Washington Is Now a Three-Party Town
Matt Purple
Politics,
America’s forty-fifth president views himself as both an embodiment of the national mood and a wrecking ball aimed at the political class.
The two American presidents most alike Donald Trump are Andrew Jackson and Theodore Roosevelt (nationalism, hostility towards concentrations of power—that last one is more apt than you think). Yet if you’re looking for similarities to President Trump’s maiden speech on Friday, you’ll comb through Jackson’s and Roosevelt’s inaugural addresses in vain. Jackson’s are surprisingly delicate statements of political theory, including a pledge to “keep steadily in view the limitations as well as the extent of the Executive power.” Roosevelt’s are more sweeping, but still humble, with a focus on Americans’ “duties to others and duties to ourselves.”
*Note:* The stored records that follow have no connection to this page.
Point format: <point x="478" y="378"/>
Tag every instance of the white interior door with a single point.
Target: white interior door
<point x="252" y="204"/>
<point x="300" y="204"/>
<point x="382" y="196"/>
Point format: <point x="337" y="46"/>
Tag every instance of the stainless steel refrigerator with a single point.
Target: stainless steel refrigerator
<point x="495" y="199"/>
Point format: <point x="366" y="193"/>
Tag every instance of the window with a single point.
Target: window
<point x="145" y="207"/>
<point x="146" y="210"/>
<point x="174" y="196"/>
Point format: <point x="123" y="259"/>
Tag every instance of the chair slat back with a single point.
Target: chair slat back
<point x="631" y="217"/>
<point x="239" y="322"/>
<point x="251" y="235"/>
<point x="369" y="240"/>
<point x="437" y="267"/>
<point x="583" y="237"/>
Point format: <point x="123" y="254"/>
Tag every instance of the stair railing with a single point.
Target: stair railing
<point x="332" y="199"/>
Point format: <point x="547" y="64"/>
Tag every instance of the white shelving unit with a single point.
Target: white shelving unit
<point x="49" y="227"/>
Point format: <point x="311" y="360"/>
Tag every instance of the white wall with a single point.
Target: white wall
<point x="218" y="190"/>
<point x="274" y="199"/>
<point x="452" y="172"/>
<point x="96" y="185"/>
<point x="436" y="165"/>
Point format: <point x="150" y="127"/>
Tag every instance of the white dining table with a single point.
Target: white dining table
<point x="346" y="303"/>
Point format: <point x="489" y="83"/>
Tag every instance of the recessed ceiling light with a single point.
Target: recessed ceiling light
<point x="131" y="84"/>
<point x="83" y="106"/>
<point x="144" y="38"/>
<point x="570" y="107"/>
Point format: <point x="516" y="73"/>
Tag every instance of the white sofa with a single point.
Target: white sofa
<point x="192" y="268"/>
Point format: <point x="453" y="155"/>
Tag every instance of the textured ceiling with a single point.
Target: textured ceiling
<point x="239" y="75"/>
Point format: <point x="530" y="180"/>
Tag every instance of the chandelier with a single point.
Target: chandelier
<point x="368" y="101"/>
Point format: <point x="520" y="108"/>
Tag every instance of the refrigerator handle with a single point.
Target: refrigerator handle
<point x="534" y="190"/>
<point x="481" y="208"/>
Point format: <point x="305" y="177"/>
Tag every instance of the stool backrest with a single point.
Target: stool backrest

Trump’s inaugural address, in contrast, was replete with litanies of what government owes its people, almost all of which it’s been failing to provide. At first, the speech sounded like it might be Reaganesque: “For too long,” Trump began, “a small group in our nation’s capital has reaped the rewards of government while the people have borne the costs.” Cut to Dick Cheney in his ubiquitous cowboy hat sitting next to Hillary Clinton, charter members of that aforementioned small group. Presidential inaugurations are a weird American blend of political aristocracy, martial mystique, and soapbox speechifying; Trump’s was, too, though with more of the third element than usual.
Alas, the speech quickly took a dark turn, albeit with some artful flourishes. Our economy, according to Trump, is plagued by “rusted-out factories scattered like tombstones across the landscape of our nation.” Crime and gang violence constitute “American carnage.” The United States was painted not in the bright hues visible from a top-dollar townhouse in Friendship Heights, but the drab grays that our newest president sees smudged across the heartland. Trump was bleak, though not nearly as bleak as during his jeremiad at the Republican National Convention. He was also hopeful, with the usual promise of salvation provided he’s allowed to exercise untrammeled power.